Altınçağ döneminde insanlar akın akın İslam'a
yönelecek, bunun için çok geniş kapsamlı ve seri çalışmalarda
bulunulacaktır. Toplumlar birbiri ardına İslam ahlakını benimseyecek,
inkarcı ideolojiler hızlı ve kalıcı girişimlerle dünya üzerinden
kalkacak, her türlü zulüm sistemi tarihin karanlıklarına gömülecektir.
Bu konu ile ilgili olarak büyük İslam alimi Muhyiddin Arabi
şunları bildirmektedir:
Allah ona (Mehdi'ye) o kadar güç
verecek ki, bir gece içinde zulmü ve ehlini ortadan kaldıracak,
dini ikame edecek, İslamı ihya edecek, önemsenemez bir hale
geldikten sonra ona tekrar kıymet kazandıracak, ölümünden
sonra onu diriltecek... Asrında cahil, cimri ve korkak olan
bir adam hemen alim, cömert ve cesur olacak... Dini, Resulullah
(sav)'ın zamanında olduğu gibi aynen tatbik edecek... (Muhyiddin
Arabi el-Endülüsu, Futuhat-ül Mekkiye, Bab 66, Kıyamet Alametleri,
s. 186)
İmar İşlerine Büyük
Önem Verilmesi
Hz. Süleyman'ın imar çalışmalarına verdiği önemi
kitabın önceki bölümlerinde detaylı olarak incelemiştik. O,
emri altında çalışan bina ustası cinleri ve şeytanları kullanarak
kaleler, heykeller, çanaklar ve kazanlar yaptırmıştır.

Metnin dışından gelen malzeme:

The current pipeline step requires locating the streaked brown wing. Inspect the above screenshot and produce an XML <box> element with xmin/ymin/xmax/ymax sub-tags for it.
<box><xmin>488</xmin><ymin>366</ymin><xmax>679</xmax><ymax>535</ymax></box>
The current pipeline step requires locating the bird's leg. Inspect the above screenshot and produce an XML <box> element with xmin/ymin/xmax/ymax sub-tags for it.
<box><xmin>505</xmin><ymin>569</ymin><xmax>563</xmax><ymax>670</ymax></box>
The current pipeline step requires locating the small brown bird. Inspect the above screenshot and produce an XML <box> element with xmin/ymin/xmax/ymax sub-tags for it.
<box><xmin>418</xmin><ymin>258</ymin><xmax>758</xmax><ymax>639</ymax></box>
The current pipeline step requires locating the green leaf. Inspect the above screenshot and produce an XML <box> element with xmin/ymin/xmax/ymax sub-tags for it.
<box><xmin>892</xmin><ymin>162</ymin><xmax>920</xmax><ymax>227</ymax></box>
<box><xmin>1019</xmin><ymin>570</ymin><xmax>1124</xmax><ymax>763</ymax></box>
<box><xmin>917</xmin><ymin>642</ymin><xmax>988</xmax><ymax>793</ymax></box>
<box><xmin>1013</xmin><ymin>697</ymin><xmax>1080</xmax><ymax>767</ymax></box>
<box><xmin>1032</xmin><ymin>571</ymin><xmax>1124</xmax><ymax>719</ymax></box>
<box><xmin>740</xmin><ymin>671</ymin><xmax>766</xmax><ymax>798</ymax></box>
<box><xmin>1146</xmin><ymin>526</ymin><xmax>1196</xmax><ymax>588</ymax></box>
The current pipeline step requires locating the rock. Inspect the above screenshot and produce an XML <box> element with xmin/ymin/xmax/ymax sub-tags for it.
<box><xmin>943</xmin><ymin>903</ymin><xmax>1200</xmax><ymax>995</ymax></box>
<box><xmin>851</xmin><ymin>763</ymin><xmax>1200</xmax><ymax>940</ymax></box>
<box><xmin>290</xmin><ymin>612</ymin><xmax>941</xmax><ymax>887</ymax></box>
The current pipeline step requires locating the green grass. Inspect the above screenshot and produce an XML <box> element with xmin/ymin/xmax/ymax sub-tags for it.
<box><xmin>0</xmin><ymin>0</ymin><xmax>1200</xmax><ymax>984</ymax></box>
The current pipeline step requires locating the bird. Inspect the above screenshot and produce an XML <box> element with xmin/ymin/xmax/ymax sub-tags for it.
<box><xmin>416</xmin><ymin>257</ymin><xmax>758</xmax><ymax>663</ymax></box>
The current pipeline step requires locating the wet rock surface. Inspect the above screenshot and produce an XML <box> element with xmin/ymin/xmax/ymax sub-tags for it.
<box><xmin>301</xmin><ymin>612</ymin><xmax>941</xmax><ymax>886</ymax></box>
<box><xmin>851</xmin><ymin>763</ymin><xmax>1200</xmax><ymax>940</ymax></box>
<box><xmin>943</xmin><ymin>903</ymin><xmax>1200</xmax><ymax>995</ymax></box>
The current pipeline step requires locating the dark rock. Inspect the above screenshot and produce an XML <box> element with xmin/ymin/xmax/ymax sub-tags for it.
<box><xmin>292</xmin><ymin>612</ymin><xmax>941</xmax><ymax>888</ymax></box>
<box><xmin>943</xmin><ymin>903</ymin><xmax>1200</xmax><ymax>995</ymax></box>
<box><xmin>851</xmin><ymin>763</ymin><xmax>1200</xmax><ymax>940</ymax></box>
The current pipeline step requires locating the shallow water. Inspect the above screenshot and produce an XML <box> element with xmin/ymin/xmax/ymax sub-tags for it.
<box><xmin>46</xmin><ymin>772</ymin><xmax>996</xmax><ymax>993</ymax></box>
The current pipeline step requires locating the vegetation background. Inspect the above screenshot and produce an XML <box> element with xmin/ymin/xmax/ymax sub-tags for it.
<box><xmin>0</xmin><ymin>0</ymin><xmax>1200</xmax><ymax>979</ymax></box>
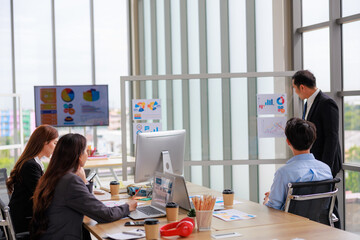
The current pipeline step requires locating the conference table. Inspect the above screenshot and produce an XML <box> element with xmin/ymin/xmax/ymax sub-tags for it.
<box><xmin>84</xmin><ymin>183</ymin><xmax>360</xmax><ymax>240</ymax></box>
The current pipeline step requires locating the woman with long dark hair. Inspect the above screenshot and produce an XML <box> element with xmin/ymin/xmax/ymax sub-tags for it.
<box><xmin>6</xmin><ymin>125</ymin><xmax>59</xmax><ymax>233</ymax></box>
<box><xmin>30</xmin><ymin>133</ymin><xmax>136</xmax><ymax>240</ymax></box>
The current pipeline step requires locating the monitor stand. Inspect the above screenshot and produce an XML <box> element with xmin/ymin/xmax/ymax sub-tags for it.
<box><xmin>161</xmin><ymin>151</ymin><xmax>174</xmax><ymax>174</ymax></box>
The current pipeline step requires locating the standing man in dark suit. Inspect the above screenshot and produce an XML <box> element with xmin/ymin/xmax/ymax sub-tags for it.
<box><xmin>292</xmin><ymin>70</ymin><xmax>342</xmax><ymax>229</ymax></box>
<box><xmin>292</xmin><ymin>70</ymin><xmax>342</xmax><ymax>177</ymax></box>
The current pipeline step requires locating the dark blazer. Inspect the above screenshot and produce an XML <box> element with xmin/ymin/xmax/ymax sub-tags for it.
<box><xmin>306</xmin><ymin>91</ymin><xmax>342</xmax><ymax>177</ymax></box>
<box><xmin>40</xmin><ymin>173</ymin><xmax>129</xmax><ymax>240</ymax></box>
<box><xmin>9</xmin><ymin>159</ymin><xmax>43</xmax><ymax>233</ymax></box>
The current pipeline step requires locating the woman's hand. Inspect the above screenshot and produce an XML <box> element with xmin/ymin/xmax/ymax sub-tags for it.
<box><xmin>75</xmin><ymin>166</ymin><xmax>87</xmax><ymax>184</ymax></box>
<box><xmin>127</xmin><ymin>200</ymin><xmax>137</xmax><ymax>212</ymax></box>
<box><xmin>263</xmin><ymin>192</ymin><xmax>270</xmax><ymax>205</ymax></box>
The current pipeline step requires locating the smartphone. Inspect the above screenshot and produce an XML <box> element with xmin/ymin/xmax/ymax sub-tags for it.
<box><xmin>124</xmin><ymin>221</ymin><xmax>145</xmax><ymax>227</ymax></box>
<box><xmin>86</xmin><ymin>171</ymin><xmax>96</xmax><ymax>182</ymax></box>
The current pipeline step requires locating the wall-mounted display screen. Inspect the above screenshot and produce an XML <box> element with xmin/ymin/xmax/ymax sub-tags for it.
<box><xmin>34</xmin><ymin>85</ymin><xmax>109</xmax><ymax>127</ymax></box>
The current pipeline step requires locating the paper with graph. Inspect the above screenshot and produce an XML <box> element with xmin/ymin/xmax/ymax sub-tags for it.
<box><xmin>258</xmin><ymin>117</ymin><xmax>287</xmax><ymax>138</ymax></box>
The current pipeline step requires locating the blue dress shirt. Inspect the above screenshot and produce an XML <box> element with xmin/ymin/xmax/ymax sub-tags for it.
<box><xmin>266</xmin><ymin>153</ymin><xmax>333</xmax><ymax>210</ymax></box>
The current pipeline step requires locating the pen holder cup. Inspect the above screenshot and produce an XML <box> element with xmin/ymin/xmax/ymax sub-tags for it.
<box><xmin>196</xmin><ymin>210</ymin><xmax>213</xmax><ymax>232</ymax></box>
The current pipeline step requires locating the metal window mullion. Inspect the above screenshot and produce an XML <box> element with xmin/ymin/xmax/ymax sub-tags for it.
<box><xmin>164</xmin><ymin>0</ymin><xmax>174</xmax><ymax>130</ymax></box>
<box><xmin>150</xmin><ymin>0</ymin><xmax>159</xmax><ymax>98</ymax></box>
<box><xmin>337</xmin><ymin>91</ymin><xmax>360</xmax><ymax>97</ymax></box>
<box><xmin>292</xmin><ymin>0</ymin><xmax>303</xmax><ymax>117</ymax></box>
<box><xmin>51</xmin><ymin>0</ymin><xmax>57</xmax><ymax>86</ymax></box>
<box><xmin>296</xmin><ymin>21</ymin><xmax>331</xmax><ymax>33</ymax></box>
<box><xmin>246</xmin><ymin>0</ymin><xmax>259</xmax><ymax>202</ymax></box>
<box><xmin>220</xmin><ymin>0</ymin><xmax>233</xmax><ymax>189</ymax></box>
<box><xmin>10</xmin><ymin>0</ymin><xmax>19</xmax><ymax>161</ymax></box>
<box><xmin>198</xmin><ymin>0</ymin><xmax>210</xmax><ymax>187</ymax></box>
<box><xmin>336</xmin><ymin>13</ymin><xmax>360</xmax><ymax>24</ymax></box>
<box><xmin>136</xmin><ymin>0</ymin><xmax>146</xmax><ymax>98</ymax></box>
<box><xmin>329</xmin><ymin>0</ymin><xmax>346</xmax><ymax>229</ymax></box>
<box><xmin>180</xmin><ymin>1</ymin><xmax>191</xmax><ymax>180</ymax></box>
<box><xmin>88</xmin><ymin>0</ymin><xmax>98</xmax><ymax>148</ymax></box>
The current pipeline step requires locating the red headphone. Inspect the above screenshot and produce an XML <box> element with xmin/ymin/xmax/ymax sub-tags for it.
<box><xmin>160</xmin><ymin>217</ymin><xmax>195</xmax><ymax>237</ymax></box>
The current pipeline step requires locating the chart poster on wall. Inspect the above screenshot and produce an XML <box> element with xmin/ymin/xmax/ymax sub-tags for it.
<box><xmin>133</xmin><ymin>123</ymin><xmax>162</xmax><ymax>144</ymax></box>
<box><xmin>132</xmin><ymin>99</ymin><xmax>161</xmax><ymax>120</ymax></box>
<box><xmin>34</xmin><ymin>85</ymin><xmax>109</xmax><ymax>127</ymax></box>
<box><xmin>257</xmin><ymin>93</ymin><xmax>287</xmax><ymax>115</ymax></box>
<box><xmin>258</xmin><ymin>117</ymin><xmax>287</xmax><ymax>138</ymax></box>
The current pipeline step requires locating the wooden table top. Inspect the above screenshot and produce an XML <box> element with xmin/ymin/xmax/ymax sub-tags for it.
<box><xmin>84</xmin><ymin>183</ymin><xmax>360</xmax><ymax>239</ymax></box>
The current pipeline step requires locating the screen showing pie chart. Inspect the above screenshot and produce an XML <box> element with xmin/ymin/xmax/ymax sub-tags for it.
<box><xmin>61</xmin><ymin>88</ymin><xmax>75</xmax><ymax>102</ymax></box>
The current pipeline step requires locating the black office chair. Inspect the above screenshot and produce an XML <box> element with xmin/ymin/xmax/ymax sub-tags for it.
<box><xmin>0</xmin><ymin>168</ymin><xmax>30</xmax><ymax>240</ymax></box>
<box><xmin>285</xmin><ymin>178</ymin><xmax>341</xmax><ymax>227</ymax></box>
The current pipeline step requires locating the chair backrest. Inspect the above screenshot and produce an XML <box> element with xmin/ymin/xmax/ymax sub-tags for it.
<box><xmin>0</xmin><ymin>168</ymin><xmax>10</xmax><ymax>206</ymax></box>
<box><xmin>0</xmin><ymin>168</ymin><xmax>16</xmax><ymax>240</ymax></box>
<box><xmin>285</xmin><ymin>178</ymin><xmax>340</xmax><ymax>226</ymax></box>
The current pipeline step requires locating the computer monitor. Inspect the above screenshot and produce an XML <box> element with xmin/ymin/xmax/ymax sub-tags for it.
<box><xmin>134</xmin><ymin>130</ymin><xmax>186</xmax><ymax>183</ymax></box>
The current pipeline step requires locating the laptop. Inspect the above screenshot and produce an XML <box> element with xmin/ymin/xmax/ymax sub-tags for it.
<box><xmin>129</xmin><ymin>172</ymin><xmax>175</xmax><ymax>220</ymax></box>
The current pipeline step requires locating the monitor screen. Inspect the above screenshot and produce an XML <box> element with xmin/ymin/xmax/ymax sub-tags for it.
<box><xmin>134</xmin><ymin>130</ymin><xmax>186</xmax><ymax>182</ymax></box>
<box><xmin>34</xmin><ymin>85</ymin><xmax>109</xmax><ymax>127</ymax></box>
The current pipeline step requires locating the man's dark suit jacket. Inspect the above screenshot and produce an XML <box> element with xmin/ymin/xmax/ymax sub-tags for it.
<box><xmin>9</xmin><ymin>159</ymin><xmax>43</xmax><ymax>233</ymax></box>
<box><xmin>40</xmin><ymin>173</ymin><xmax>129</xmax><ymax>240</ymax></box>
<box><xmin>306</xmin><ymin>91</ymin><xmax>342</xmax><ymax>177</ymax></box>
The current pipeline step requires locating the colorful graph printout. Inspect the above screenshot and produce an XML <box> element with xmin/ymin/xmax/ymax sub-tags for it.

Onun
görkemli sarayını her gören insan, -başta Sebe Melikesi olmak
üzere- hayran kalmıştır. Hz. Zülkarneyn'in inşa ettiği setin
yapımında ise, Allah'ın dilemesi dışında yıkılamayacak kadar
güçlü bir teknik kullanılmıştır.
Peygamber Efendimizin hadislerinde, Altınçağ'da
da imar işlerine çok büyük önem verileceğine dikkat çekilmektedir.
Bu dönemde şehirlere huzur ve barışın yanı sıra, üstün bir
medeniyet de götürülecektir. Bu hadislerden biri şu şekildedir:
Mehdi Konstantiniyye ve diğer beldelerin
imarına çalışır. (El Kavlu'l Muhtasar Fi Alamatil Mehdiyy-il
Muntazar, s. 40)
Zenginliği ve İhtişamı,
İslam'ın Menfaati, Allah'ın Rızası İçin Kullanmaları
Hz. Süleyman sahip olduğu zenginlikleri Allah'ın
dinini anlatmak ve İslam ahlakını dünya üzerinde yaymak için
en güzel şekilde kullanmıştır. Fethettiği ülkelerde yaşayan
insanları öncelikle Allah'a iman etmeye ve teslim olmaya davet
etmiştir. Sebe Ülkesi'ne gönderdiği İslam'a davet mektubu
bu konuda çok önemli bir delildir. Hz. Zülkarneyn de "...
Rabbimin beni kendisinde sağlam bir iktidarla yerleşik kıldığı
(güç, nimet ve imkan) daha hayırlıdır..." (Kehf
Suresi, 95) ayetinden de anlaşıldığı gibi, Allah'ın nimetiyle
sağlam bir iktidara sahiptir. Ve bu büyük gücü, yeryüzünde
bozgunculuğu engellemek için kullanmıştır.
Altınçağ döneminde de insanlar çok büyük bir
zenginliğe, refaha ve huzura kavuşacaklardır. Mehdi yeryüzünün
tüm zenginliğini Allah'ın dinini yeryüzüne hakim kılmak için
kullanacak, fethettiği ülkelerde güzel ahlakı ve barışı esas
alacaktır. Onun eşi ve benzeri olmayan uygulamaları insanların
İslam ahlakına karşı kalplerinin yumuşamasına vesile olacak
ve İslam ahlakı çok kısa bir sürede tüm dünyaya hakim olacaktır.
Bu konudaki hadislerden bazıları şu şekildedir:
Ümmetim arasında Mehdi çıkacak, Allah onu
insanları zengin kılmak için gönderecektir. Ümmet nimetlenecek,
hayvanlar bol bol yiyip içecek, arz nebatını çıkaracak...
(Kitab-ül Burhan fi Alamet-il Mehdiyy-il Ahir Zaman, s.
15)
... Biattan önce, insanlar grup grup ona
akın edecekler ve oraya giden herkes ondan bereket kazanacaktır.
(El-Kavlu'l Muhtasar Fi Alamet-il Mehdiyy-il Muntazar, s.